So, a new year is upon us and we are back at it.
The first clinic of the year went well. The weather was relatively mild for this time of year, so the volunteers didn't freeze to death. We had a new escort who did well and whom everyone seems to like. Every single volunteer who was scheduled showed up, as did every patient! Neither of those things EVER happen, and to have them both happen on the same day is something of an anomaly, to say the least.
One of the protesters had a dog with her. I had never seen that before but at least on volunteer tells me that the dog has been with her in the past. It is a medium-sized, friendly-looking dog (I can't tell you the breed; I don't know anything about dogs). I think that despite its leash and calm demeanor, the presence of the dog is not positive. I think it's even more inconsiderate than usual of the protesters to have it there. Some people are afraid of dogs, and it has the potential to escalate an already scary situation for the women coming in. I think they should have thought it through a little.
One of our patients brought her children with her, which is not so unusual; many people who choose abortion are already mothers, and childcare can be expensive and hard to find. We have a little set-up in the basement in case people bring kids; toys and videos in sort of a living-room area. We bring the kids (and the patient's partner) in the back door, mostly because it is closer to the stairs but also partly so as not to parade them through the waiting room, which can be awkward for other patients.
When the patient arrived with her partner and kids, the escorts helpfully escorted them into the back door and got them set up downstairs. While they were walking in, the protesters just stood and stared. One of them exclaimed something about children, and what a shame that was. It raises all kinds of questions in my mind about what people who are opposed to abortion can possibly be thinking. One must be completely blind to the reality of the world, and/or exceptionally privileged, to even wonder why a mother of three children might choose abortion. I just want to shake them and say "think about it!".
Some days they really make me angry, and yesterday was like that. Thankfully, we also had a lovely expression of gratitude; a mother of one of the patients stopped to talk to me as she left with her daughter after recovery; she held my arm and said "Thank you. You guys are doing a good thing here. You need to know that."
I think an important part of working in a controversial field like reproductive health care is being able to take those words of gratitude and positivity and hold them closer to you than the (unfortunately much more plentiful) words of hate. That's something I'm working on.
Those words of gratitude mean so much more than the words of hate. As a society we focus way too much on the negative - it's just so easy to complain/show our disapproval. So for somebody to take the time to thank you and express how much good they think you're doing, well that outweighs at least 6 or 7 protesters (and their dogs!).
Oh no, the dog was back? He's been there before (a couple of times during 40 Days of Crazy), but his owner must have taken him home before I began my volunteer shift on Tuesday. I am troubled by the dog for a different reason than you, Pedge: he's just plain adorable! I can't help but smile at his frisky antics, and a couple of us are convinced he's secretly pro-choice. How manipulative is it to use a cuddly and friendly animal to get people to listen to you? Will the protestors stop at nothing??

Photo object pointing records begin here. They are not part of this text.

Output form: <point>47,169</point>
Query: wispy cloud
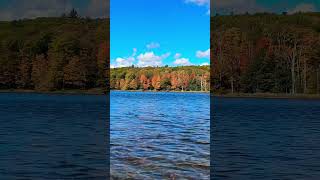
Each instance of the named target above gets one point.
<point>125,61</point>
<point>153,45</point>
<point>205,3</point>
<point>151,59</point>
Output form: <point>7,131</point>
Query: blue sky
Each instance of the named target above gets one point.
<point>159,32</point>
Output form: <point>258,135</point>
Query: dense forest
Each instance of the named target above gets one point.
<point>47,54</point>
<point>266,53</point>
<point>188,78</point>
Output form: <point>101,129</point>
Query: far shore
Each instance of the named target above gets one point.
<point>269,96</point>
<point>151,91</point>
<point>95,91</point>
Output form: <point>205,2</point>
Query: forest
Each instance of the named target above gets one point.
<point>56,53</point>
<point>187,78</point>
<point>266,53</point>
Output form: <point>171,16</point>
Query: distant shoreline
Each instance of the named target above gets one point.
<point>160,91</point>
<point>269,96</point>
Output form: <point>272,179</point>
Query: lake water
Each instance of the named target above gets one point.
<point>265,138</point>
<point>160,135</point>
<point>53,136</point>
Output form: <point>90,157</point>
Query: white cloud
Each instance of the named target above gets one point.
<point>177,55</point>
<point>199,2</point>
<point>125,61</point>
<point>153,45</point>
<point>205,3</point>
<point>304,7</point>
<point>203,54</point>
<point>182,62</point>
<point>151,59</point>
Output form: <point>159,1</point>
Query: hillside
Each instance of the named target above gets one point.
<point>187,78</point>
<point>54,53</point>
<point>266,53</point>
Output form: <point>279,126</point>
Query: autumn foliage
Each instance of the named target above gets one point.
<point>268,53</point>
<point>190,78</point>
<point>54,53</point>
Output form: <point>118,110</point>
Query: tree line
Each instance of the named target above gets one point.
<point>188,78</point>
<point>67,52</point>
<point>266,53</point>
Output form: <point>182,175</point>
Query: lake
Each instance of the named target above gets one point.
<point>265,138</point>
<point>160,135</point>
<point>50,136</point>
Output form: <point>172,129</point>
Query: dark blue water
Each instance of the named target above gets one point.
<point>53,136</point>
<point>266,138</point>
<point>160,135</point>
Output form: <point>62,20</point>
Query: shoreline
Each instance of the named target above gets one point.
<point>269,96</point>
<point>150,91</point>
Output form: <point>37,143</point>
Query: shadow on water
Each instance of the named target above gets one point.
<point>53,136</point>
<point>265,138</point>
<point>160,135</point>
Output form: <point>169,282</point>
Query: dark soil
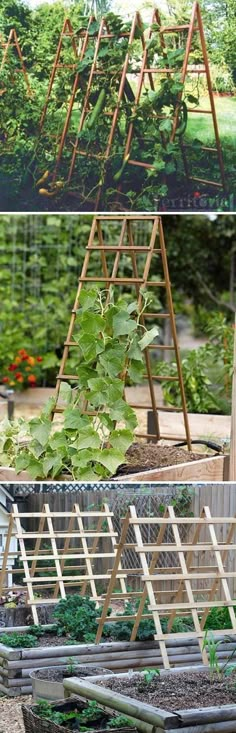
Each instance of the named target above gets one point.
<point>58,675</point>
<point>178,691</point>
<point>142,456</point>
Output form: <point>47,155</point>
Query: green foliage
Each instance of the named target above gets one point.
<point>206,371</point>
<point>110,340</point>
<point>150,674</point>
<point>76,615</point>
<point>17,640</point>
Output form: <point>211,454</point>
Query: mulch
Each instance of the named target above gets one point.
<point>142,456</point>
<point>178,691</point>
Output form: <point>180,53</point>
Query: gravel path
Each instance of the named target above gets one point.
<point>11,720</point>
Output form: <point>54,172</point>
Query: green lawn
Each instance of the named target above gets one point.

Pedge, I know what you mean. My cobloggers are having a rough time with the fact that anti crazies are more likely to pester us daily with comments we'll never publish than pro-choice non-fanatics are to drop us a line. It's hard to console them, because that IS frustrating! On that note, thank you from a colleague :)
I love that you have childcare--my clinic welcomes kids, but it can still be tricky for the patient to deal with them on top of her appointment. And then there are the patients who decline to bring kids despite our reassurances that it's fine--they don't want to expose their children to the terrible place where they do abortions, and that makes me sad.
The story of gratitude warms my heart.
"When the patient arrived with her partner and kids... the protesters just stood and stared. One of them exclaimed something about children, and what a shame that was. It raises all kinds of questions in my mind about what people who are opposed to abortion can possibly be thinking."
There's more than enough of that sentiment to be found on both sides of the equation. Prochoicers and prolifers tend to self-segregate or else avoid the topic when socializing with their ideological opponents.
"One must be completely blind to the reality of the world, and/or exceptionally privileged, to even wonder why a mother of three children might choose abortion."
That's a bizarre suggestion which only makes sense if you assume that believing in a prenatal right to life is always borne of unrealistic thinking. Anyone can understand not wanting to have to raise four children by oneself when you're already struggling with three.
There's a world of difference between not wanting to raise a child and choosing to terminate a pregnancy.